Distribution is web3 consumer's #1 problem
Nearly every web3 startup founder I talk to, talks about distribution/ go-to market/ BD being their biggest challenge. We agree on problems but do consumers care enough, to actually buy the solutions? For e.g. do web3 projects/ devs really care about on-chain databases? Do consumers really care enough about protecting their data and identity?
Specifically as it relates to consumer use cases, distribution is web3’s #1 problem. NFTs heralded a new ‘creator economy x web3′ movement. Creators could launch NFTs, list on OpenSea, create white-labeled NFT marketplaces, launch social tokens and theoretically reward their early fans/ supporters. But where are these fans and supporters coming from? From the creators’ web2 social media channels – Instagram, TikTok, Twitter. Web3 currently has no native distribution/ discovery – no aggregator or platform that lets new creators find crypto-native audiences, who can be monetized through NFTs and other digital ownership experiences. New creators still largely depend on web2 social to ‘acquire’ a following – therefore 1) a vast majority of their fans are web2-only / not yet on-ramping to web3, and consequently 2) their web3 presence becomes ancillary/ secondary to their web2 social business. *That* is a key reason social tokens for creators haven’t yet worked, nor have decentralized social networks. While web2 social extracts disproportionate value from their content, it helps the vast majority (i.e. long-tail) of creators find audiences, and therefore income. For the average creator, there is enough $$-to-reward ratio in web2 vs. the incremental effort to create a new web3 presence without an existing distribution platform – a key reason the creator economy/ social tokens x web3 movement is struggling.
Building web3-native distribution experiences is key to get the creator-fan flywheel going and realize web3’s “cut out the middleman/ capture value from your content” promise. However –
It is inconvenient/ expensive for users to onramp into web3
Most users don’t currently care about the privacy/ censorship resistant benefits to *pay* for it, literally
Infrastructural leaps and onramp solutions will help make web3 better, cheaper, faster, and help users who *want* to onramp, be more willing/ able to. However, we’ll still need more ‘real-world’ value props to make average consumers *want* to onramp into web3. A few hypotheses on how we get there –
Brands – hot take (or not): brand loyalty > creator loyalty usually. PLUS it’s easier for brands to take a longer-term approach and invest in digitally-native web3 experiences, than it is for creators. If Nike or Lululemon make web3-native experiences, more users will onboard + continue to engage, vs. if individual fitness influencers do. If brands can make their customer loyalty programs more meaningful through NFTs/ rewards, it’s a win-win. Startups like Hang are helping brands do this, and I see this as a key channel for consumer adoption and growth.

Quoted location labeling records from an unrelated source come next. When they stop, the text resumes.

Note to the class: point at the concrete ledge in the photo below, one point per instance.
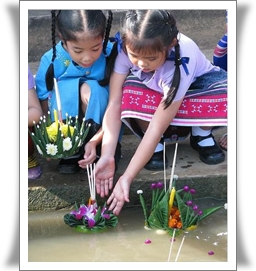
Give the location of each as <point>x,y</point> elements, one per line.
<point>54,191</point>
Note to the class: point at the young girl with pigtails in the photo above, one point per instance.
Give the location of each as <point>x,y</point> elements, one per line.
<point>81,63</point>
<point>160,78</point>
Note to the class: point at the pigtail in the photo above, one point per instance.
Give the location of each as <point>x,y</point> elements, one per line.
<point>50,71</point>
<point>110,60</point>
<point>176,79</point>
<point>107,32</point>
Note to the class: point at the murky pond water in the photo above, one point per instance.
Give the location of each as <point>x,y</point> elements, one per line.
<point>51,240</point>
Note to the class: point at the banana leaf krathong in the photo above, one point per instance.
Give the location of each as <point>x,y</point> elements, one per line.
<point>182,214</point>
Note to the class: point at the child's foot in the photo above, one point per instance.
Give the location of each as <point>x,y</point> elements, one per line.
<point>223,142</point>
<point>34,172</point>
<point>211,155</point>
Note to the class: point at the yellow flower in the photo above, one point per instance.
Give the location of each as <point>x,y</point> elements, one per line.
<point>64,130</point>
<point>52,131</point>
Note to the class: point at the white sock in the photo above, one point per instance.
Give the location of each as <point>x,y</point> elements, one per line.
<point>159,147</point>
<point>197,131</point>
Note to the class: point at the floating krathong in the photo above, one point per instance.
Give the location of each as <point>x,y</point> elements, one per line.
<point>91,218</point>
<point>173,210</point>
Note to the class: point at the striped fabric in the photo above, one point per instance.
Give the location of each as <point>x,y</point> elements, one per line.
<point>205,103</point>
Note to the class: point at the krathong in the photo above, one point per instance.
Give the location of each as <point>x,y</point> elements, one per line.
<point>59,139</point>
<point>172,210</point>
<point>91,218</point>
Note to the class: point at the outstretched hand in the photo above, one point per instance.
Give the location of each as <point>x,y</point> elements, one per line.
<point>119,196</point>
<point>104,175</point>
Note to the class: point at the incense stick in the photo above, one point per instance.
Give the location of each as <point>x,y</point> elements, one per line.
<point>180,248</point>
<point>164,170</point>
<point>91,179</point>
<point>58,98</point>
<point>173,165</point>
<point>170,252</point>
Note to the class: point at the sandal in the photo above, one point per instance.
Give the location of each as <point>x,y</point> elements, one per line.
<point>211,155</point>
<point>223,142</point>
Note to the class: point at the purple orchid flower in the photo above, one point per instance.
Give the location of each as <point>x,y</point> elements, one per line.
<point>107,216</point>
<point>88,212</point>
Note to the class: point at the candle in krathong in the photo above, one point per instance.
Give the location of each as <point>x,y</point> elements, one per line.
<point>56,119</point>
<point>171,200</point>
<point>58,98</point>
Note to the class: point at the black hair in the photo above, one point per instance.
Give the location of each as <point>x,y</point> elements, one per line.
<point>151,31</point>
<point>68,23</point>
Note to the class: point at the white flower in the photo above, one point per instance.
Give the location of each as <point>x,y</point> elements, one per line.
<point>39,150</point>
<point>67,144</point>
<point>51,149</point>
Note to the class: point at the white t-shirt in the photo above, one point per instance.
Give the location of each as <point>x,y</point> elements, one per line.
<point>161,79</point>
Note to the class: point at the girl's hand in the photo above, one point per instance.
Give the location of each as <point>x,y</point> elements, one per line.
<point>104,175</point>
<point>119,196</point>
<point>89,155</point>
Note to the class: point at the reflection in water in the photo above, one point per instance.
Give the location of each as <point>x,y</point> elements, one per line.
<point>51,240</point>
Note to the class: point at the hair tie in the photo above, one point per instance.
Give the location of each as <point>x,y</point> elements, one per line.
<point>130,14</point>
<point>117,39</point>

Gaming – Gaming has been accelerating and mainstreaming web3 adoption for a while, not only among gamers. Nike, Adidas, Samsung are already on Sandbox; Animoca Brands is helping Manchester City launch web3 games and NFTs. Gaming is a strong use case to onboard users into web3, with or without brands.
Web3-native social media – This is the hardest one because the primary value prop is privacy/ data ownership, which most users don’t care enough about, to transition out of existing networks + pay for it. However, if these networks can a) be as convenient, fast, cheap as web2 networks and b) seed a specific community that is tech-savvy enough to adopt web3 (e.g. engineers, investors, specific sub-reddits), it could take off.
Mainstream consumer adoption needs not only the tech (infra, onramp) to make it viable, but also compelling use cases that warrant this adoption. Separately, building a “protocol for other social experiences and products to build on top of us” is not working. Nobody wants to build on a protocol that doesn’t have existing distribution – developers build on iOS because millions of people own an iPhone. Building a stand-alone product with distribution is *key* before thinking of it as a protocol – something Farcaster is attempting to do.
Building web3-native distribution channels is key to onboarding creators and making the “web3 social” vision possible.